Differential Privacy: The Basics

ε

Description

The graph above is the kernel density function of the chosen distribution. I have included randomly generated numbers as well as some variables sampled* from the NYC taxi dataset for illustrative purposes. The blue dashed line represents the raw distribution, while the red line shows what happens to its shape when differential privacy is applied. The slider reflects ε, our privacy parameter.

Notice how as the privacy parameter decreases, the distribution becomes increasingly random. Features of the distribution, such as peaks and troughs, start to flatten out, while other (nonsense) features appear. Refreshing the noise makes this clearer. Conversely, as ε increases, the noise distribution starts to match the raw data more closely.

Privacy calculation

So how do we calculate how much noise to add? Let's consider the query. In order to map the entire distribution of our sample, our query is just the identity function: Q(D) = D. Now, our sensitivity calculation requires that we consider the change in the query when one record is removed. If we strictly apply the formula, we run into trouble. After all, we cannot compare sets of different lengths. So how can we get around this? How about if we were to turn our query into some kind of aggregation? This would allow us to compare Q(D) and Q(D'), as required by the sensitivity formula.

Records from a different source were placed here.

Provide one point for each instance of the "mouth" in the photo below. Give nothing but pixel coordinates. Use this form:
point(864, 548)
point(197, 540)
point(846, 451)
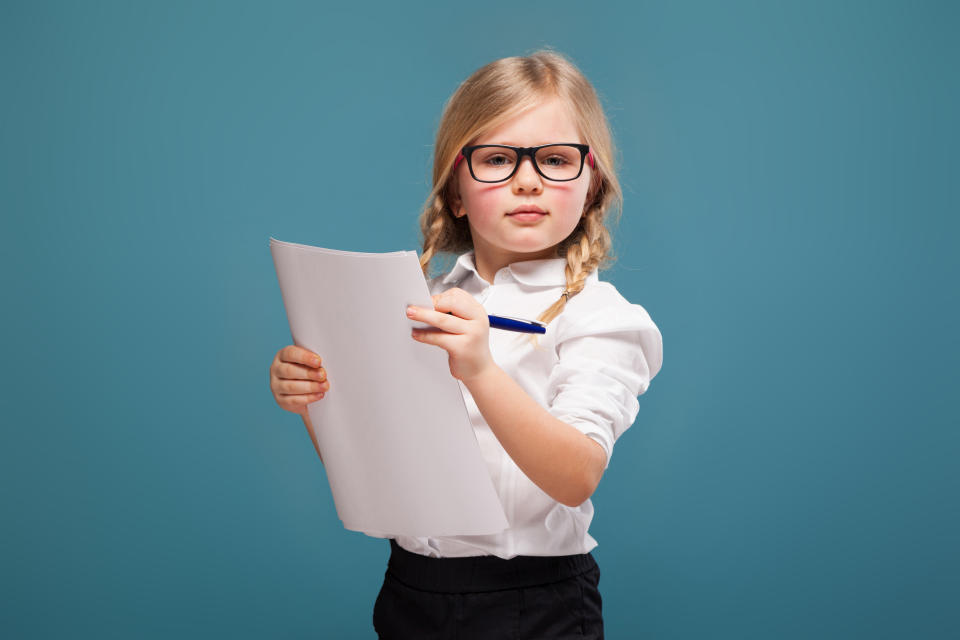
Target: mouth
point(527, 213)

The noble histogram supplies our aggregation mechanism. By splitting our distribution into several evenly-sized buckets (I have used 100 in this example) and counting the number of values that fall into each bucket, we have a framework for privatizing this query. Consider what would happen if we removed one record - any record. The count in one of our buckets would decrease by 1, while all the others will stay the same. Therefore our sensitivity is 1.**

It is now straightforward to add Laplace(1/ε) random variables to the count in each bucket. We can then translate these counts back into a kernel density plot to complete the illustration.

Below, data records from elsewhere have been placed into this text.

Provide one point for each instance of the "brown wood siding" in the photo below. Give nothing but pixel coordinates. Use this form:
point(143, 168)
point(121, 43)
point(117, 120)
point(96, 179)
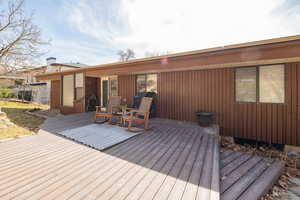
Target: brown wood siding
point(92, 87)
point(55, 95)
point(126, 88)
point(181, 94)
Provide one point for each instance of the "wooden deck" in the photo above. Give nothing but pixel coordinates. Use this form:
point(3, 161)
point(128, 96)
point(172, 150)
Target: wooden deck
point(247, 176)
point(173, 161)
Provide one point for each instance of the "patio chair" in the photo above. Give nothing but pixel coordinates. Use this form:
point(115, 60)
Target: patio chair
point(107, 112)
point(140, 115)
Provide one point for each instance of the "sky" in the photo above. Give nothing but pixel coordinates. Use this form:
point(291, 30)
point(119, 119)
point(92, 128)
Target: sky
point(93, 31)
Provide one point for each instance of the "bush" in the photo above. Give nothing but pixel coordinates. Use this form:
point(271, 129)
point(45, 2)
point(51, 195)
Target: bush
point(6, 93)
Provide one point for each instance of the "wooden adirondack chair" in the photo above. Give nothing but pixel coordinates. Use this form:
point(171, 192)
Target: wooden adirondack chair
point(140, 115)
point(108, 111)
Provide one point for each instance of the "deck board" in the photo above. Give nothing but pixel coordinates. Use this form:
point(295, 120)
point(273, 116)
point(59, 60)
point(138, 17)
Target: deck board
point(174, 160)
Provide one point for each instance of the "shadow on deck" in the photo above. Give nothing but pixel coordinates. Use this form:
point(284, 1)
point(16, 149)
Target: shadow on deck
point(174, 160)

* I bounded the sample to take reasonable values to ensure erroneous or outlying entries did not spoil the visualization. This also simplified the privatization, as unlikely or impossible values were essentially excluded from the universe of possible outcomes.

** Technically, for the taxi queries, the sensitivity could be more than 1, as we would be interested in the difference if 1 individual were to be removed from the dataset (as opposed to 1 cab ride). Depending on our end user, this individual could represent a passenger, taxi driver or even medallion number.